We formulate a noncompact version of the Kuramoto model by replacing the invariance group SO(2) of the plane rotations by the noncompact group SO(1, 1). The N equations of the system are expressed in terms of hyperbolic angles αi and are similar to those of the Kuramoto model, except that the trigonometric functions are replaced by hyperbolic functions. Trajectories are generally unbounded, nevertheless synchronization occurs for any positive couplings κi, arbitrary positive multiplicative parameters λi and arbitrary exponents ωi. There are no critical values for the coupling constants. We measure the onset of synchronization by means of several order and disorder parameters.

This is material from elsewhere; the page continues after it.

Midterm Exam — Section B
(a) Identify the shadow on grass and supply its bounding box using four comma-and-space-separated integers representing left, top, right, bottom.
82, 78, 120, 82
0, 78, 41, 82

We show numerically and by means of exact solutions for N = 2 that solutions can develop singularities if the coupling constants are negative, or if the initial values are not suitably restricted. We describe a physical interpretation of the system as a cluster of interacting relativistic particles in 1 + 1 dimensions, subject to linear repulsive forces with space-time trajectories parametrized by the rapidity αi. The trajectories synchronize provided that the particle separations remain predominantly time-like, and the synchronized cluster can be viewed as a bound state of N relativistic particle constituents. We extend the defining equations of the system to higher dimensions by means of vector equations which are covariant with respect to SO(p, q).